Brinks lets out a hard laugh. “Well, these days, the whole place is sort of on the wrong side of the highway, but it’s turning back around.” His tone shifts; he’s talking business now. “Lots of development these last few years. I’m doing a waterfront condo project up there. Really nice units.”

Cameron nods. For a sparse second, he wonders whether Brinks would hire him to work the project. But he’d probably ask for references, and, well . . . that’s a no-go. Even for his former best friend’s son.

“Anyway.” Brinks leans over, propping his elbows on the bar again. “I asked you to meet me here instead of at my regular office because I thought you might get a kick out of seeing it.” He picks up the cocktail menu and, staring at it, says, “Like I said, I made this place for her.”

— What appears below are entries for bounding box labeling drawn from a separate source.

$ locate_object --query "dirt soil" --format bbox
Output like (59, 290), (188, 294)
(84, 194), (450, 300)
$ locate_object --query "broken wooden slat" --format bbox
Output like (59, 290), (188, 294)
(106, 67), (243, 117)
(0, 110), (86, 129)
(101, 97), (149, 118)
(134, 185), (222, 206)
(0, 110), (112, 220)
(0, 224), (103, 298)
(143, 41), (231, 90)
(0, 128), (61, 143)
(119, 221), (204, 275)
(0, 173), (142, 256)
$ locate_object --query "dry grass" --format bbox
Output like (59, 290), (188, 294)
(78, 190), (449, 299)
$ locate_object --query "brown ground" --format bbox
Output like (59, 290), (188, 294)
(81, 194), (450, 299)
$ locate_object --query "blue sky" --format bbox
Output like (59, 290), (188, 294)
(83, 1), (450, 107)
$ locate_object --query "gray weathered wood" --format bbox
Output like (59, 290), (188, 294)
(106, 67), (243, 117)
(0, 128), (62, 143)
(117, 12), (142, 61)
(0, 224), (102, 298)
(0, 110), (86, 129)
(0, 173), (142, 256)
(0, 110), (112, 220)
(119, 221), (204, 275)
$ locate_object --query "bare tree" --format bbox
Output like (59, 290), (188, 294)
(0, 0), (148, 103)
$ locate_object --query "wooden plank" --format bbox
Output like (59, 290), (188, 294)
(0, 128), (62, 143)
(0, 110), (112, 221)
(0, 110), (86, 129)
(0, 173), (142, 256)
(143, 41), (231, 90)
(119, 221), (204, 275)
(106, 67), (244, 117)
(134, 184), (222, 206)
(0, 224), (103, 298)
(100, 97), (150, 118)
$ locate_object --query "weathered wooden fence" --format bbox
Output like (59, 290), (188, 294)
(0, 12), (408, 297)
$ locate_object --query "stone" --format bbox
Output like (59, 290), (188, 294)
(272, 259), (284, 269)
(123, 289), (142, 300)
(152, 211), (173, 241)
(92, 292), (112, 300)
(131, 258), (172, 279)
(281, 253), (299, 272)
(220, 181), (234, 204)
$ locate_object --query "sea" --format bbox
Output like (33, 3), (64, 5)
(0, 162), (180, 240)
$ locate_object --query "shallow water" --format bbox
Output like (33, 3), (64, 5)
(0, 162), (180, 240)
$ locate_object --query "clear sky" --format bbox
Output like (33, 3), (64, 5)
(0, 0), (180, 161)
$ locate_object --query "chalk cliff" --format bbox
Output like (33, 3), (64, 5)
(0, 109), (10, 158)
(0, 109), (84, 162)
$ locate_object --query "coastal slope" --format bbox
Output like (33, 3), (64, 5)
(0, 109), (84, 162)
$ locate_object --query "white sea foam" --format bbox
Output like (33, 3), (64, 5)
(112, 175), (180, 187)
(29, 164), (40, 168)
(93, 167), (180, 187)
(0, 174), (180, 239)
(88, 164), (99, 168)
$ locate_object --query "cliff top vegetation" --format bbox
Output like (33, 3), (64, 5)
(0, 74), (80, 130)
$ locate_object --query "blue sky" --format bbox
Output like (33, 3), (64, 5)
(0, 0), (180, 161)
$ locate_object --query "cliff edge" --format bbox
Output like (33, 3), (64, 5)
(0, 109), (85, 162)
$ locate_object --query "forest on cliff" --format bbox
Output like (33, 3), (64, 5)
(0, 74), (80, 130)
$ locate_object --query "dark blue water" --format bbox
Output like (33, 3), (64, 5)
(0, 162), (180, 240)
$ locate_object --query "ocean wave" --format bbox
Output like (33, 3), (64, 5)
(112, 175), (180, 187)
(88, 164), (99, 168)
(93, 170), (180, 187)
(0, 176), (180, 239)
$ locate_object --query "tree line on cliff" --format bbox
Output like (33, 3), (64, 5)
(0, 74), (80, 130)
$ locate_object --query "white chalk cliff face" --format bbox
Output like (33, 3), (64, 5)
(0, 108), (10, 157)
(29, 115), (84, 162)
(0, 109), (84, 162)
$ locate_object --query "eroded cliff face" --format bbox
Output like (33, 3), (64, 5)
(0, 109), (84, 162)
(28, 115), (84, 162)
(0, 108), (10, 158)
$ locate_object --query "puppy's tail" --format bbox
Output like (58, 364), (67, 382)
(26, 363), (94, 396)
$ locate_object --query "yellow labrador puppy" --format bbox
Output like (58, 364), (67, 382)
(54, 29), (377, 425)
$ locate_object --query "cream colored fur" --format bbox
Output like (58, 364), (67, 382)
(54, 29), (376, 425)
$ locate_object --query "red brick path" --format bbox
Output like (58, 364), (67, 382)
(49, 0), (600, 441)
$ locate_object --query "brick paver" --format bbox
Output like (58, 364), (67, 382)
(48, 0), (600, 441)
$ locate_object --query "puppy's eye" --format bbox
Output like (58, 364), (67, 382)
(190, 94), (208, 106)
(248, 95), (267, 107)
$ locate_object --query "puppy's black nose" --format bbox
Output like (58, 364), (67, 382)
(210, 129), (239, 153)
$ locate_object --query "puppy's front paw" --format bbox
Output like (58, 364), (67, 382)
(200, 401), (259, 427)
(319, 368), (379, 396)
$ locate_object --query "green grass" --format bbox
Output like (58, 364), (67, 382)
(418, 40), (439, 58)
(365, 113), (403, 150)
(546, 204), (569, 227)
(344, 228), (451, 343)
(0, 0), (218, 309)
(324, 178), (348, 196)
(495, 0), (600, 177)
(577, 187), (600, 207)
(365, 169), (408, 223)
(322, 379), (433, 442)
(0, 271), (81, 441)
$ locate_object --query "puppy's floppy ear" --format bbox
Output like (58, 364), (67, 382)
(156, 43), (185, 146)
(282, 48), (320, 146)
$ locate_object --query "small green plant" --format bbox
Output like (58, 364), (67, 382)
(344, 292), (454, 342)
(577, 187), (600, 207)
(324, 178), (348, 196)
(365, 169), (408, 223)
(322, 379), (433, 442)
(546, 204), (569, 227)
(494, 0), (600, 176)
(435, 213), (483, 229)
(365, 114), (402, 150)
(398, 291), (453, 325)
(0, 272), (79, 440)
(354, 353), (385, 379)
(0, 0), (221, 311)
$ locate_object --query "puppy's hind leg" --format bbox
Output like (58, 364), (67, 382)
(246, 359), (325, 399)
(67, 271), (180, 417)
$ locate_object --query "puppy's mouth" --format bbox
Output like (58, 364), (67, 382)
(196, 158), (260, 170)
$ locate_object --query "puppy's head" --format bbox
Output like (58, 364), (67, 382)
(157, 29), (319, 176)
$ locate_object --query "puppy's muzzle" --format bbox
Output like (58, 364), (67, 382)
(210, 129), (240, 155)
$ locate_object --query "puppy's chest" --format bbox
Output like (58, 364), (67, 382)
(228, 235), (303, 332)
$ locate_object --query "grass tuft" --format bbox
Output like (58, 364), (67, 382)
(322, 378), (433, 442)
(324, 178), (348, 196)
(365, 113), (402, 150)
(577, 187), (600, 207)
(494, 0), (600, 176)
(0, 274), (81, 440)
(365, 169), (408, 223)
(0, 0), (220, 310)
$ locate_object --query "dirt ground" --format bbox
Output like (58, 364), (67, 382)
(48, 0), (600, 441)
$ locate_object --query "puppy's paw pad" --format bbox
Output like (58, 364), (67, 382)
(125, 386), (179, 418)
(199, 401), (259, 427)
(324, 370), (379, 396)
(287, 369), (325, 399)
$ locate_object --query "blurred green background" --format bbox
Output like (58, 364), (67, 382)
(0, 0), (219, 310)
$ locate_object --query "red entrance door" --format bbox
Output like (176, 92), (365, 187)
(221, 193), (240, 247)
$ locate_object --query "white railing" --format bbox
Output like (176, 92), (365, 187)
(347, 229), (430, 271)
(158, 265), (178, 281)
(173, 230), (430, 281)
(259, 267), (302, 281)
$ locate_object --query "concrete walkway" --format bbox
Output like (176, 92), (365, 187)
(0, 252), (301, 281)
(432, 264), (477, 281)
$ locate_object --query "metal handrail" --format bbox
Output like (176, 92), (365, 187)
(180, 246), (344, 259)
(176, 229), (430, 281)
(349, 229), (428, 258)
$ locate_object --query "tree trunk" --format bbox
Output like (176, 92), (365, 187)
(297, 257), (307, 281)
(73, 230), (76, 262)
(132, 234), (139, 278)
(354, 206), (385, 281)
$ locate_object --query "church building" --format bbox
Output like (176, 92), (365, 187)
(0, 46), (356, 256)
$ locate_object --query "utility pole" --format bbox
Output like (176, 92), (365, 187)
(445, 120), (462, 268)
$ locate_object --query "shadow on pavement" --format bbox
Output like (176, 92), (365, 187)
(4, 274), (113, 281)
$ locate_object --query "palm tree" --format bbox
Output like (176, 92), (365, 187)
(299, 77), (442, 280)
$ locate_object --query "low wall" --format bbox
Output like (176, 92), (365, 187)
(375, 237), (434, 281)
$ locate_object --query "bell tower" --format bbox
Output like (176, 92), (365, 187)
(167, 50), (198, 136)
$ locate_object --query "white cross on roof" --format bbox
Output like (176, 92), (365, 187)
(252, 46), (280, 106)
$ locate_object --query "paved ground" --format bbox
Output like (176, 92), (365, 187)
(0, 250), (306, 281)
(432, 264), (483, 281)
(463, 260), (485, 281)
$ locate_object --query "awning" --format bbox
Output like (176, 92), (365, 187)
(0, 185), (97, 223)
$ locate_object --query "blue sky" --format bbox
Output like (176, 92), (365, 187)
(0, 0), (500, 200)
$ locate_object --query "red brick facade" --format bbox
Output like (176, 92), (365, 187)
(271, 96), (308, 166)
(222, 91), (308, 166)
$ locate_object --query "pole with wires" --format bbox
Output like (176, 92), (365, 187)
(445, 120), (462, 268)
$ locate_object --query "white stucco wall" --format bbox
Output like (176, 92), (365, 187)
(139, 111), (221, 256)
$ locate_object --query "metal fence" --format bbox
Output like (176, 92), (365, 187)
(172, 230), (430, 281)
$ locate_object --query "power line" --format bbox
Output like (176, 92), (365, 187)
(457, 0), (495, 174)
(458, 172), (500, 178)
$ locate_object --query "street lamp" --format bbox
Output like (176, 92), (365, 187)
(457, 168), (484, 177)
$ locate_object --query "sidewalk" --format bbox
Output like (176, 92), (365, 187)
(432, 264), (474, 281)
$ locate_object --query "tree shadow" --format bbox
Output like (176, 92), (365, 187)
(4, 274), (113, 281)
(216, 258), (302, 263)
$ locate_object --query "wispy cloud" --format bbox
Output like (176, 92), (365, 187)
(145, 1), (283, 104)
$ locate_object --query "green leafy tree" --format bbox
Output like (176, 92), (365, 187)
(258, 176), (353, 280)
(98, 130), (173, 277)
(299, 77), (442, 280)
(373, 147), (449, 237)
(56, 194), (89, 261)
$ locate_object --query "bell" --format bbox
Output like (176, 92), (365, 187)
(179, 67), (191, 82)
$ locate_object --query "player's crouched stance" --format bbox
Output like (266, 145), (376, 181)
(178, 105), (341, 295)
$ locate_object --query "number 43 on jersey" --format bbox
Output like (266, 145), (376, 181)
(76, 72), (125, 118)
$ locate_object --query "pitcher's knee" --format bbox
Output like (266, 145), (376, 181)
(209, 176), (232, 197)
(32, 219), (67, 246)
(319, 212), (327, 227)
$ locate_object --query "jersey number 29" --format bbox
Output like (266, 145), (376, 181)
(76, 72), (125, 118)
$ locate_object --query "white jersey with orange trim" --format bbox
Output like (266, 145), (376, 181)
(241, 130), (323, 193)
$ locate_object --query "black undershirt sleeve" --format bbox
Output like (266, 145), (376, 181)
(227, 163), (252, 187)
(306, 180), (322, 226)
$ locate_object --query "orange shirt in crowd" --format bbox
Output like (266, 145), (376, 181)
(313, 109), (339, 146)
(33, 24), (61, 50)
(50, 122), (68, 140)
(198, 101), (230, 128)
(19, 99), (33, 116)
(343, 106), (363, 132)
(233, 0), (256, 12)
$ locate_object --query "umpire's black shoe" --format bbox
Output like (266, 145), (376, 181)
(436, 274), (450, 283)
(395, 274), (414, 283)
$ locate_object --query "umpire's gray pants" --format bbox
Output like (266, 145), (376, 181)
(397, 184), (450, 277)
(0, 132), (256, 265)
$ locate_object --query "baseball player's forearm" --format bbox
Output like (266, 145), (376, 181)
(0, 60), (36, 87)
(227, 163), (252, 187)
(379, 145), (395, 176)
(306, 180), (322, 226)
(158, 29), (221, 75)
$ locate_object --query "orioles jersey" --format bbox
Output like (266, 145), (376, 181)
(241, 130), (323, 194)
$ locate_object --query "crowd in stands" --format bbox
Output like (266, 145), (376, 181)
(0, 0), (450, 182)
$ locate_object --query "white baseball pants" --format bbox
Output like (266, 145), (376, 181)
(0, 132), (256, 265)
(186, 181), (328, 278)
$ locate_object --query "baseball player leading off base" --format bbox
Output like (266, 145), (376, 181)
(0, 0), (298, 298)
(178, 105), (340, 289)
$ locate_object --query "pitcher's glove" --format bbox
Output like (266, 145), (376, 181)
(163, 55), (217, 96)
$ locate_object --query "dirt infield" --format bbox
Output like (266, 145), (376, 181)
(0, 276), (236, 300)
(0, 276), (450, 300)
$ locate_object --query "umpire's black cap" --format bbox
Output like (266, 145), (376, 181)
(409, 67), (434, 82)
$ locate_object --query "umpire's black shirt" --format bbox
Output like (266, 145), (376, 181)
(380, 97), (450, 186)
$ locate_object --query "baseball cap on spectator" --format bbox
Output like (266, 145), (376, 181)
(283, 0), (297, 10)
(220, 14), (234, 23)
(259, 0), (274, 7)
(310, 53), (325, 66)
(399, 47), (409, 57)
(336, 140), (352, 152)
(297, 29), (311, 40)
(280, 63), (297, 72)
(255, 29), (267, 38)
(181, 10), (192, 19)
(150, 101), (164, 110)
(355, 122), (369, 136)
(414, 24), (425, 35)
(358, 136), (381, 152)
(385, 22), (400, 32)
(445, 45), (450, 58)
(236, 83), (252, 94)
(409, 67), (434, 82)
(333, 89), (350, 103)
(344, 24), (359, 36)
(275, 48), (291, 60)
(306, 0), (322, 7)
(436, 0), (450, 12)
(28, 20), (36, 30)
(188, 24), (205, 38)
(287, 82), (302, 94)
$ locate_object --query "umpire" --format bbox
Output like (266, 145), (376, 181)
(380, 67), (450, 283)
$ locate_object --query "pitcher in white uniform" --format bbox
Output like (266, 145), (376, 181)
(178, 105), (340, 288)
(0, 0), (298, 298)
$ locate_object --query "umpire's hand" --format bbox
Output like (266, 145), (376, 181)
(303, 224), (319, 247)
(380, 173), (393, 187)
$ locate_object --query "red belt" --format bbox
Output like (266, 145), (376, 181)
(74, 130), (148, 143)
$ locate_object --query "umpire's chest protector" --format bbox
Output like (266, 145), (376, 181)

Cameron looks around the tiny lounge, now thoroughly baffled. A ridiculously small bar in the basement of a nondescript apartment building on Capitol Hill . . . for his mom?

“We talked about something like this, together, once we grew up a little. Mind you, this was back in the eighties, when speakeasies weren’t a total hipster cliché.” Brinks rolls his eyes. “I don’t even know how two teenagers come up with that sort of idea, but we used to spend hours talking about it.” His face grows more somber. “Of course, that was before her . . . problems.”

“Problems,” Cameron mutters.

Brinks is still studying the menu in his hands. “She even picked the name of the place, strange as it is.” He looks up with a half smile. “Mudminnow. It’s a—”

“It’s a tiny fish,” Cameron cuts in. “They live in rivers and other fresh water. Can survive really bad conditions. Extreme temperatures, hardly any oxygen in the water. So they’re usually the last thing to survive when shit goes south. They’re like the cockroaches of the tiny-fish world. But with a much cooler name.”